Alkol satışlarına getirilen yasaklar, zihinlerimizde çağrışımlar yaptı. Cumhurbaşkanı Sayın Recep Tayyip Erdoğan, alkol yasağını savunurken

“KAFASI KIYAK NESİL İSTEMİYORUZ!”

buyurmuş. Bizim nükteleriyle meşhur Siirtli bir Kadrimiz vardı. Merhum:

-Sarhoş olmak için içmeye ne gerek. Eline fileni al, çarşı pazara çık, sebzelerin, meyvelerin, zaruri ihtiyaç maddelerinin fiyatlarını sor, zaten içmeden sarhoş olacaksın! derdi.

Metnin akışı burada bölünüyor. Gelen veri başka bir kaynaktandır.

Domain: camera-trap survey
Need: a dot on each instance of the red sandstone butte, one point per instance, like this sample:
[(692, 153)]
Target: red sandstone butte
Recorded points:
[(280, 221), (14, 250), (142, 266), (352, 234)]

Bir de grevlere, gösterilere katılanların söylemlerine kulak verelim:

-Yediğimiz coplardan, biber gazından, üzerimize sıkılan tazyikli sudan zaten ayık kalamıyoruz ki! İçki içmeye ne lüzum!

Hem içkilerle, sarhoşlarla uğraşmak yeni bir durum değil. Geçmiş yıllarda da İslam coğrafyasında içkiyi yasaklamak isteyenler olmuştur.  Bunların içinde en bilineni Osmanlı Sultanlarından 4. Murat’tır. İçkiye ve tütüne karşı savaş açmasına karşılık, kendisinin bir numaralı içici olduğu ve bu yüzden genç yaşta vefat ettiği tarihe düşülen notlar arasındadır.

Yeri gelmişken, 4. Murat’la ilgili bir anekdotla yazımızı noktalayalım:

Tebdili kıyafet eden 4. Murat, meyhane gibi kullanıldığını duyduğu bir yere gider. Meyhane sahibi yağlı bir müşteri zannederek yanına yaklaşır ve sorar:

-Beyzadem tütün mü, şarap mı istersin!

Muhatabının ne şarap, ne tütün istemediğini gören meyhaneci, 4. Murat’ın tebdil-i kıyafet gezdiğine dair haberleri anımsayarak, bu defa, biraz da korkuyla:

-Beyzadem, adını bağışlar mısın? der.

Padişah, yine kimliğini açıklamaz ve tek kelimeyle cevap verir.

-Murat!

Meyhaneciyi bu defa büyük bir telaşla ve titrek bir sesle:

-Adının sonunda “HAN” var mı? der.

Sultan Murat, gayet sakin bir şekilde cevap verir:

-Evet, var!

Konuştuğu kişinin, tebdil-i kıyafet etmiş Sultan Murat Han olduğunu anlayan Meyhaneci, son bir çırpınışla:

-Ey cemaat, buyur cenaze namazına! diyerek korkudan yere düşer ve bayılır!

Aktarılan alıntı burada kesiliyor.